Qué sucede si se duerme mal

Los adultos mayores suelen enfrentarse con frecuencia a dificultades relacionadas con el descanso nocturno, caracterizadas por un sueño fragmentado, poco reparador o insuficiente. Esta problemática repercute negativamente en diversos aspectos de su salud integral y bienestar diario.

Entre los efectos más significativos de este tipo de sueño inadecuado se encuentran los déficits en la función cognitiva y física. La capacidad de concentración, la memoria y la agilidad mental se ven mermadas cuando el sueño no alcanza una calidad mínima, al tiempo que también se reduce la energía necesaria para afrontar las actividades cotidianas, lo que incide en una mayor fatiga y en una disminución del rendimiento físico general.

El estado de ánimo y el equilibrio emocional tampoco escapan a estas consecuencias. La falta de un sueño reparador se ha relacionado con el incremento de episodios de irritabilidad, sentimientos de tristeza y dificultades para gestionar el estrés.

De este modo, los adultos mayores con sueño deficiente pueden experimentar una menor capacidad para afrontar situaciones adversas o estresantes, lo que afecta su calidad de vida emocional y sus relaciones personales.

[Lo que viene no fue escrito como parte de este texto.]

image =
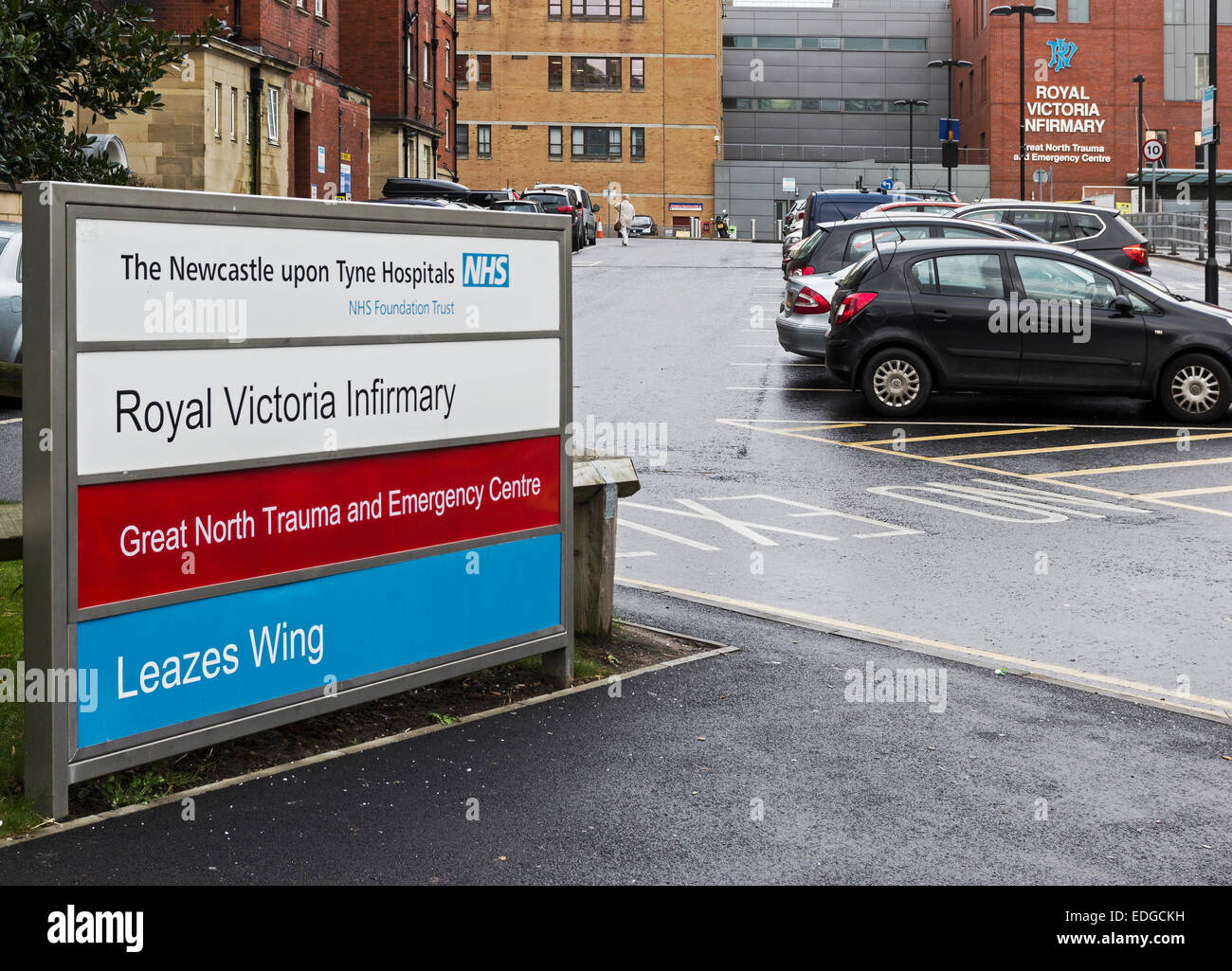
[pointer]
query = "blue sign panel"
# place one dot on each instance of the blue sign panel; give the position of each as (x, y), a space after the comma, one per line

En paralelo, la productividad personal también puede verse comprometida. Quienes duermen mal tienden a mostrar una menor eficacia en sus tareas diarias, tanto si se trata de responsabilidades domésticas como de actividades de ocio o voluntariado, ámbitos en los que muchos mayores continúan implicados de forma activa.

Asimismo, existen importantes implicaciones sobre la salud física. En particular, se ha constatado que el sueño insuficiente puede dificultar el control adecuado de enfermedades crónicas como la diabetes, al alterar los ritmos metabólicos y hormonales que regulan los niveles de glucosa. Igualmente, un descanso perturbado incrementa el riesgo de desarrollar enfermedades cardiovasculares, al favorecer procesos inflamatorios, descompensar la presión arterial y alterar el ritmo cardíaco.